If we change something incorrectly, we could break the system in absolutely any way.
Potential problems are:
- We may not know what broke. The bug could be anywhere in the system.
- We may not know we broke something. It may be an elusive bug.
- We may not have a sufficient test suite, further decreasing the chance that we'll know if we broke anything.
- We may not remember the code. Before attempting to fix anything we would have to spend time to read and understand old code.
All of these cases are far worse than breaking something brand new that we're working on right now. Particularly the case where we don't know something is broken.
Elusive bugs and incorrect behaviour are widely considered as the worst kind of bugs. At least if something crashes you know you have a bug and it's relatively easy to find it, but if something is running incorrectly that can be a disaster.
Another thing is statistics, the numbers are just against us.
In programming, any change we make or new code we write is a potential source of bugs.
That's just how it is, because we sometimes make mistakes or don't fully comprehend what our change means in the scope of the system.
This applies to all code, but it's yet another reason that makes changes error prone.
Next, there is us.
Particularly when we have to make multiple duplicate changes:
- We may not be aware of all the places we need to change.
- Even if we are aware of all the necessary changes, we may forget to change one of the places, or we may lose track of what we changed already and still need to change, especially if we're making changes to multiple things.
- We may not be paying enough attention, so perhaps we change the wrong property in one place.
- We sometimes rush, particularly if we have to make 10 changes (e.g. in a configuration file with multiple environments).
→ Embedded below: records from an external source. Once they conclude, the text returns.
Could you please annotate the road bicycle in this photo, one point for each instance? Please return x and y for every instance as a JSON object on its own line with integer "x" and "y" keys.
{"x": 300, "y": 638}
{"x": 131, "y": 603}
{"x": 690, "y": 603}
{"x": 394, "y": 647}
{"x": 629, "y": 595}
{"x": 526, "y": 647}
This also contributes to error rate.
The problem is even worse when we have to make multiple similar changes, not exactly the same. That requires even more attention from us.
Bottom line: Generally we're just bad at making changes, particularly repetitive changes. They require a lot of mental effort, attention to detail, and patience.
Scope of the changes we have to make is also really important, and by the way this reason is why following good software development principles is important.
The smaller the scope of a change we have to make, the easier and safer it will be.
This is for two reasons:
- Following from the premises that we can only handle minimal information and we must understand what we're doing... Code that spans less area and requires less to read and understand is easier to change (everything else being equal).
- By following good programming principles, we minimize propagating changes. This means that we only have to make one change, rather than 10 changes.
In comparison, in a system without good separation of concerns, making a change to something may mean we need to also change other things which used it. This process can repeat many times.
So knowing that changes are error-prone, what can we do to minimise them and minimise their effects?
The short answer is to follow good programming principles.
Programming principles don't mean we never have to make changes. Instead, what they do is they generally contain all changes we might have to make to the smallest possible scope. This means both in terms of physical area (how much code we have to read first before understanding enough to make the change), and in terms of how many propagating changes there will be (ideally none).